For simplicity, all the vector spaces in the following are over $\mathbb{C}$, or some complete field.

All norms on a finite dimensional vector space are equivalent. This is not true for infinite dimensional vector spaces over (consider $L^p$ norms). I believe this comes from the fact that the unit ball is compact for a finite dimensional normed linear spaces (NLS), but not in infinite dimensional NLS.

The weak topology on a finite dimensional vector space is equivalent to the norm topology. This is always false for infinite dimensional vector spaces. More generally, there are many topologies of interest on an infinite dimensional vector space, but just one of interest on a finite dimensional space (from a linear algebra/functional analysis perspective).

There is a nontrivial translation invariant measure for finite dimensional vector spaces (say over $\mathbb{C} $ or $ \mathbb{R}$, the Lebesgue measure).

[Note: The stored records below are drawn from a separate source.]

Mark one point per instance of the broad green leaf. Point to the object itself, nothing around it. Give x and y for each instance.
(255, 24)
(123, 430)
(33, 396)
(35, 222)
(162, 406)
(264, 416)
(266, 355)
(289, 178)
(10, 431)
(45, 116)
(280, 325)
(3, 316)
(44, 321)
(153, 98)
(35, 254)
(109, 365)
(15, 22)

This is not true for an infinite dimensional Hilbert space (the unit ball has infinitely many disjoint translates of a ball of radius $\sqrt{2}/4$).

This is a property of bounded operators on a NLS: The spectrum of a linear map $T:V \to V$ (the set of $\lambda\in \mathbb{C}$ such that $T-\lambda I$ is not invertible) consists precisely of the eigenvalues of $T$. However, if $V$ is infinite dimensional, then $T-\lambda I$ may not be invertible even if $\lambda$ is not an eigenvalue.

Solution 2:

An infinite dimensional vector space can be isomorphic to one of its proper subspaces ($\mathbb{R}\subset\mathbb{C}$ as vector spaces over $\mathbb{Q}$).

Solution 3:

Also if $V$ is finite dimensional vector space, then the algebra $\operatorname{End}(V)$ has no non-trivial $2$-sided ideals. For $V$ infinite-dimensional, $\operatorname{End}(V)$ has proper $2$-sided ideal which consists of endomorphisms of finite rank.